Improvements in Harm Reduction Procedures
Another example has been the increase in awareness related to harm reduction. Harm reduction refers to actions taken by any entity which will reduce the possible harmful affects of drug and alcohol use. In the case of opiates, the FDA approved a Narcan nasal spray that is more user friendly that the previously approved injection for public access. Additionally, more states than ever are passing legislation to allow needle exchanges to prevent the spread of disease and infection from using dirty needles.
Another harm reduction technique that is gaining steam is the use of safe injection sites. These facilities allow users to come and inject drugs with clean supplies, under the watch of trained medical staff. While this is a very controversial concept in the U.S., a few states- California, Oregon, Washington, New York, and Massachusetts- are fighting federal law to begin this practice. The reason for this is based on research of similar facilities in other countries, such as Canada, which show
“Vancouver’s safer injecting facility has been associated with an array of community and public health benefits without evidence of adverse impacts.”

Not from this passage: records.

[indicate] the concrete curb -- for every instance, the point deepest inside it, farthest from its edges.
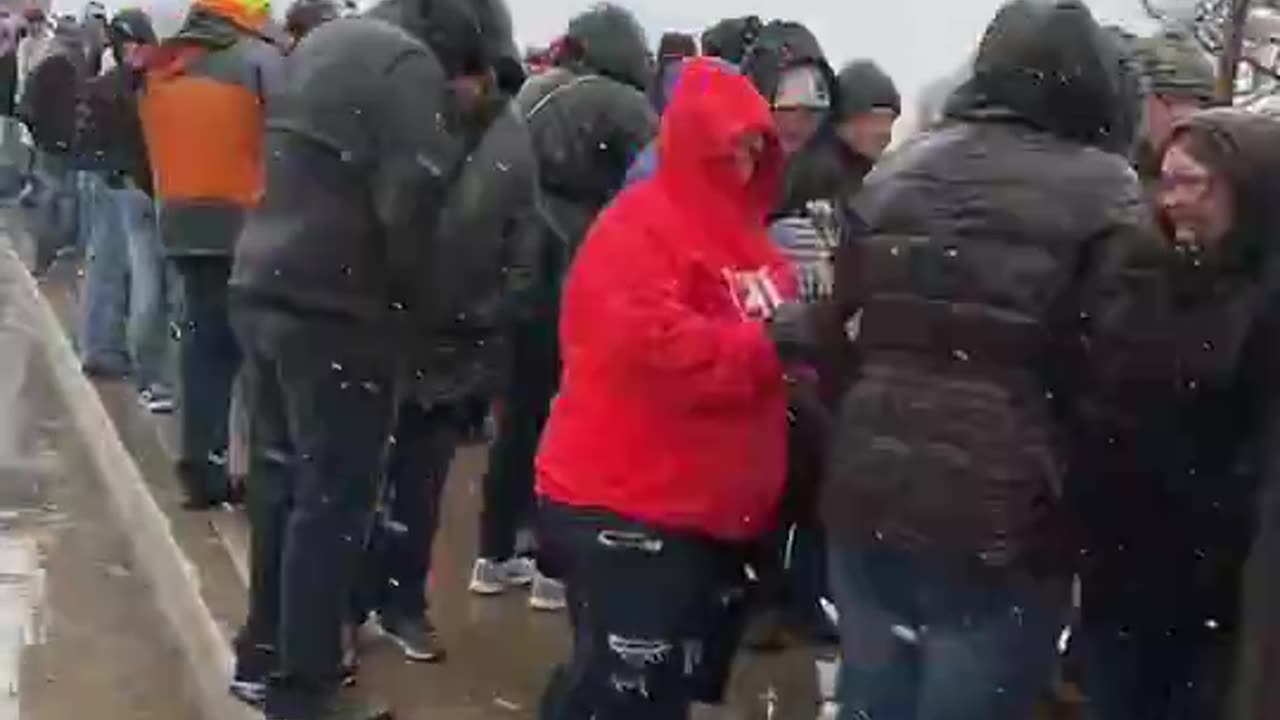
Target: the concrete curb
(173, 577)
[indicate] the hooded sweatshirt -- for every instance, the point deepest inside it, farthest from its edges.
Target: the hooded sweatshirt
(672, 409)
(202, 109)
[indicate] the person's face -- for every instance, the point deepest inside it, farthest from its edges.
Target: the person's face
(795, 127)
(869, 133)
(1164, 112)
(1196, 201)
(745, 155)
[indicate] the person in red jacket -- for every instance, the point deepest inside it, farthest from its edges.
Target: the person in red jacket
(666, 449)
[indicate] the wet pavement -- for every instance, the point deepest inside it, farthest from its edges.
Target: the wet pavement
(499, 651)
(87, 630)
(80, 632)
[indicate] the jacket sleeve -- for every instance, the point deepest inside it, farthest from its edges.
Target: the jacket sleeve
(634, 126)
(1256, 695)
(626, 300)
(415, 163)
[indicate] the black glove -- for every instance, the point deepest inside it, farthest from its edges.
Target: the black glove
(791, 328)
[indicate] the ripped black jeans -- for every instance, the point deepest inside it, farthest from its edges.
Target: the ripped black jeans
(657, 616)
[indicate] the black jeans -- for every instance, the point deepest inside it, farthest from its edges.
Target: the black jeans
(400, 550)
(508, 484)
(209, 359)
(656, 615)
(321, 406)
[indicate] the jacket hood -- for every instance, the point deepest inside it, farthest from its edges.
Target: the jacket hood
(1248, 146)
(670, 78)
(132, 26)
(211, 28)
(467, 36)
(712, 106)
(862, 86)
(1046, 63)
(732, 37)
(780, 46)
(609, 41)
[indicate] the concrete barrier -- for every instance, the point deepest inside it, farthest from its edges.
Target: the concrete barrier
(170, 573)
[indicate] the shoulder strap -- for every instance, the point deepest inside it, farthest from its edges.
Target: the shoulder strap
(574, 82)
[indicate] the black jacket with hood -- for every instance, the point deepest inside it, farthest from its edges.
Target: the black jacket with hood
(109, 132)
(50, 95)
(1174, 433)
(589, 119)
(967, 294)
(362, 146)
(492, 203)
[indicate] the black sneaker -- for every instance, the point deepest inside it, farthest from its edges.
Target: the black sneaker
(254, 665)
(205, 484)
(251, 692)
(416, 637)
(338, 706)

These studies have also been done on safe injections sites in Europe, which showed an increase in the economy as a direct result of these facilities. Finally, these studies show that those who chose to use safe injections sites are more likely to seek opiate addiction rehab than those that do not.
An Increase in Hope for Recovery
Finally, the Opiate Epidemic has been an outlet for many who have recovered from opiate addiction to share hope for others. This crisis is occurring in a time when information is readily available to all Americans through the internet. As a result, more people are receiving the message that it is possible to get sober from an opiate addiction than ever before.
If you or someone you love is suffering from an addiction, there is help available to you. Start by speaking with a medical or mental health professional, or even just someone you trust. They can help you to start taking the steps you need to address the addiction and take your life back.